Arslan, şunları kaydetti:

"Bizler bu alanda Sayın Öcalan’ın mesajlarının okunmasına şahit olduk. Bu topraklara barışın gelmesini beklerken, Sayın Öcalan’ın sesi kısıldı. Sayın Öcalan’ın sesi kısılırsa, savaş, gerilim olur. Sayın Öcalan’ın susturulması, savaşı ve çatışmaları derinleştiriyorsa, konuşması barışı ve özgürlüğü getirir. Sayın Öcalan’ın sesine ses verin. Buradan AKP sesleniyoruz; bir an önce Kürt siyasi tutsakların, Leyla Güven’in, Sebahat Tuncel’in açlık grevleri gerekçesi olan tecridi ortadan kaldırın. Tecridi kaldırın Türkiye demokratikleşsin. Newroz pîroz be” şeklinde konuştu. 

‘TECRİDİ DE FAŞİZMİ DE KIRACAĞIZ'

Kutlamada konuşan Özgür Kadın Hareketi (TJA) aktivisti Ayşe Gökhan ise şöyle konuştu:

"DTK Eşbaşkanı Leyla Güven ve cezaevinde açlık grevinde olan tutukluların Newroz’unu kutlayarak, “Newroz direniştir. Kadınların direnişi 8 Mart alanlarından Newroz alanlarına taşındı. Newroz’un adı Leyla Güven’dir, Zülküf Gezen’dir. Kadınlar uyanır, ardından güneş doğar. Sakine uyandı, Viyan, Soran, Arîn, Sema uyandı. Leyla Güven ateşi yükseltti. Kadınlar bugün serhildanları yükseltiyor. Newroz birlik işaretidir. Birlik ile Dehaq parçalandı. Bugün AKP-MHP ittifakı parçalanacaktır. Binlerce tutsak bedenini açlığa yatırdı. Ortadoğu’da, Türkiye ve Kürdistan’da barışın önderi Sayın Öcalan’dır. Bu nedenle Sayın Öcalan üzerindeki tecrit bütün insanlık üzerindedir. Bugün tecridi kırma günüdür. Bütün devletlere sesleniyoruz; Hewler’de, Avrupa’da, Galler’de tecride karşı direniş, insanlık onurunu yükseltmiştir. Birlik olmadan özgürlük olmaz. Kanunlarını uygularsa, tecrit parçalanacaktır. Leyla Güven’e sesleniyoruz; tecrit kırılacaktır, faşizm yıkılacaktır. Yaşasın kadınların direnişi."

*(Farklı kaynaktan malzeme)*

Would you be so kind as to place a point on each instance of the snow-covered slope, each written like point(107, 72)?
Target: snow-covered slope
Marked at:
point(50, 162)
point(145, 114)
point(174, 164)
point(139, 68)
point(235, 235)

Kürt partilerinin temsilcileri de tek tek sahneye çıkarak mesajlarını verdi. 

'ZAFER ULUSAL BİRLİKLE GELİR'

Kürdistan Demokratlar Platformu (PDK-Bakur) Genel Başkanı Sertaç Bucak, şunları söyledi:

"Türkiye’de bir an önce Kürtler ile devlet arasında diyalog başlamalıdır. Barışçıl bir çözüm başlatılmalıdır. Diyalogun yolu açılmalıdır. Halkımız barış ve huzur istiyor. Türkiye’de ve Kürdistan’da barışçıl siyaset öne çıkmalıdır. Ortadoğu tarihi bir süreçten geçiyor. Suriye, Irak, İran ve Türkiye’de Kürt halkına yönelik zulüm var. Kürt halkının toprakları üstünde savaş yürütülüyor. Kürt halkı hakkına ulaşması için birliğini sağlamalıdır. Kürtlerin birlik olmaktan başka yolu yok. Zafer Kürtlerin birliğinden geçiyor. Taleplerimizi gerçekleştirmek için birlik olmalıyız. Kürt Ulusal Birliği sağlanırsa, zafere ulaşacağız."

'KÜRT HALKI 31 MART'TA KENDİSİNE OY VERECEK'

Azadî Hareketi Genel Başkanı Ayetullah Aşiti, Newroz’un coşku günü olduğunu belirterek, şöyle dedi: “Kürt halkı Ortadoğu’da köleleştirilmek isteniyor. Dünyadaki bütün İslam alemine sesleniyorum; insan hakları tanınmalıdır ama ne yazık ki sadece namaz ve oruçtan söz ediliyor. Artık namaz bile usulü ile kılınmıyor. Namaz, insan haklarını savunmaktır. Bugün namaz kılanların vicdanı kalmamıştır. O namaz kabul edilmez. İslam alemine çağrı yapıyoruz; Kürt halkının da hakkı vardır. Kürt halkı 31 Mart’ta sandıklara giderek, Kürdistanilere, kendine oy vermelidir."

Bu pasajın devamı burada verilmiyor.